Little kids in white Marino plus church crafts equals stained wool sweaters...
How can I use natural, food based dyes to get purple, blue or green? I googled it and read a few pages. I am not sure if I am horribly confused or now have a basic understanding of what mordant is. Please help.


----------



## Pearl B (Sep 27, 2008)

Food based dyes are pretty easy. Just use a vinegar bath after. It's been awhile since I've done it. Should be easy to find the process on Google.


----------



## DragonFlyFarm (Oct 12, 2012)

HillBetty, did you find the information you were looking for? Using food coloring, kool aide and vinegar work well, do some sample batches though. I found some of the colors fade surprisingly fast when exposed to sunlight.


----------



## HillBettyMama (Aug 29, 2015)

I haven't yet gone for it. It I think I will be boiling the wool in salt water and beet root juice. I want to use something nwtural so food dye and kool aid are out. I think salt can be used as a mordant. I would rather not have my whole apartment smelling of vinegar. Once I have the free time to try I will post an update n how it turns out.


----------



## romysbaskets (Aug 29, 2009)

HillBettyMama said:


> Little kids in white Marino plus church crafts equals stained wool sweaters...
> How can I use natural, food based dyes to get purple, blue or green? I googled it and read a few pages. I am not sure if I am horribly confused or now have a basic understanding of what mordant is. Please help.


I just bumped up my thread for you on my dying of some mohair. The pics and description will help as salt water is best for some natural dyes and vinegar for others etc. I used two methods. To get darker colors...black berries are a thought and I used what I had on hand. Coffee came out light and light golden brown colored.


----------



## romysbaskets (Aug 29, 2009)

Mordant is the fixative to equalize the acids to force the dye to be permanent. There are differing opinions on how long a natural dye lasts but...I have seen some very old hand made items that the Natives made with berry dyes and they stayed true to color for decades. 

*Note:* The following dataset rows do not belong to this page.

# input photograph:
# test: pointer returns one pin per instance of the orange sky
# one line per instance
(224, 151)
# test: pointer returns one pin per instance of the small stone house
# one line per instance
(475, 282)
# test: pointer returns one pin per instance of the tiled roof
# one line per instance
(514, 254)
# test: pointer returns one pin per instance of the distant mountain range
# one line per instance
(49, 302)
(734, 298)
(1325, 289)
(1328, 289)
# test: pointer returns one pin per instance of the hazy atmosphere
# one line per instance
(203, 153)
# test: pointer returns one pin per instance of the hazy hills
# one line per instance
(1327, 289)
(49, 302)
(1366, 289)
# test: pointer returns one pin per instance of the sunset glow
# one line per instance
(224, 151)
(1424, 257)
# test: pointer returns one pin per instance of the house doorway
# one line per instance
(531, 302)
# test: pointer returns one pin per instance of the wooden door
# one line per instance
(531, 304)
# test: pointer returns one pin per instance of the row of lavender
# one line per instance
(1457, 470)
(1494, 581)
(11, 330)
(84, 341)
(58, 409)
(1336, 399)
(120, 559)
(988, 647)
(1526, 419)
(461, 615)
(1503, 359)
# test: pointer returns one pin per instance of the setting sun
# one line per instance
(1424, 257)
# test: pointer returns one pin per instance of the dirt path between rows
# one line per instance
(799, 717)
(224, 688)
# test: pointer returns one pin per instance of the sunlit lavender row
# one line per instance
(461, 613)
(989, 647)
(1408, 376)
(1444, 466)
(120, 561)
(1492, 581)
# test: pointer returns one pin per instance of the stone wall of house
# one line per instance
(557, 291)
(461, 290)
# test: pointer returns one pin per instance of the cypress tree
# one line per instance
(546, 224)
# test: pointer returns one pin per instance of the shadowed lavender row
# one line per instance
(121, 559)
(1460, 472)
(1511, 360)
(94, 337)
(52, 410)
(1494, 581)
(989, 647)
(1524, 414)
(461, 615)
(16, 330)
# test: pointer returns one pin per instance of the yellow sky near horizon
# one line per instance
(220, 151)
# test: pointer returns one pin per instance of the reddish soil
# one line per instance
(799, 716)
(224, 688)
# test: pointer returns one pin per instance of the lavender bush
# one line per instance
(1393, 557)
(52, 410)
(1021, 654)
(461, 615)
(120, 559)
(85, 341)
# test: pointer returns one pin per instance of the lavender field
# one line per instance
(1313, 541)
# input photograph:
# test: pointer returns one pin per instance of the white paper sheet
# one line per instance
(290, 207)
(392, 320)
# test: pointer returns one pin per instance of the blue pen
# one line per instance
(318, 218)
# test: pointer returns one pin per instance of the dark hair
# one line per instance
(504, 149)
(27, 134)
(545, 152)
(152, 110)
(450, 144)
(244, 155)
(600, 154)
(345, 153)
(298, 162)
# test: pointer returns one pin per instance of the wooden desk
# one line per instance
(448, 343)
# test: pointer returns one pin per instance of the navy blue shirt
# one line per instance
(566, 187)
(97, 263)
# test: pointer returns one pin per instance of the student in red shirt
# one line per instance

"For that yarn, it simmered in a mordant made of vinegar and water for one hour, 1 part v to 4 parts w. When the hour was nearly up, I turned on the burner and made expresso to place the soaked fleece in. Then that simmered for an hour. Then it sat in the same coffee with burner off for 12 hours, was washed with wool soap and rinsed. I got the same color doing this 3 times." I did not boil the fleece. The colors I got were mainly easter colors. 

Plant dyes require vinegar:
1 part vinegar to 4 parts water or 
1 cup vinegar to 4 cups water.
Coffee requires the vinegar and lasts a lot longer then a tea dye.

For the Berry dyes:
1/2 cup salt with 8 cups cold water. I used sea salt.

On my thread I have pics of the process and the colors I got. 

http://www.homesteadingtoday.com/co...fleece-yarn-natural-dye-process-pics-yay.html


----------



## HillBettyMama (Aug 29, 2015)

Thank you Romy! I think I understand now I think but I'm not positive. I also think dying will with food dyes will be a learning process rather than a simple this is how it's done.


----------



## romysbaskets (Aug 29, 2009)

HillBettyMama said:


> Thank you Romy! I think I understand now I think but I'm not positive. I also think dying will with food dyes will be a learning process rather than a simple this is how it's done.


You are very welcome! Pics help a bit I think and the approx ratios for the mordant. You can use beets and all kinds of veggies, and berries to dye yarns. The fun part is to take small batches of wool and experiment before you use the kids clothes to dye.


----------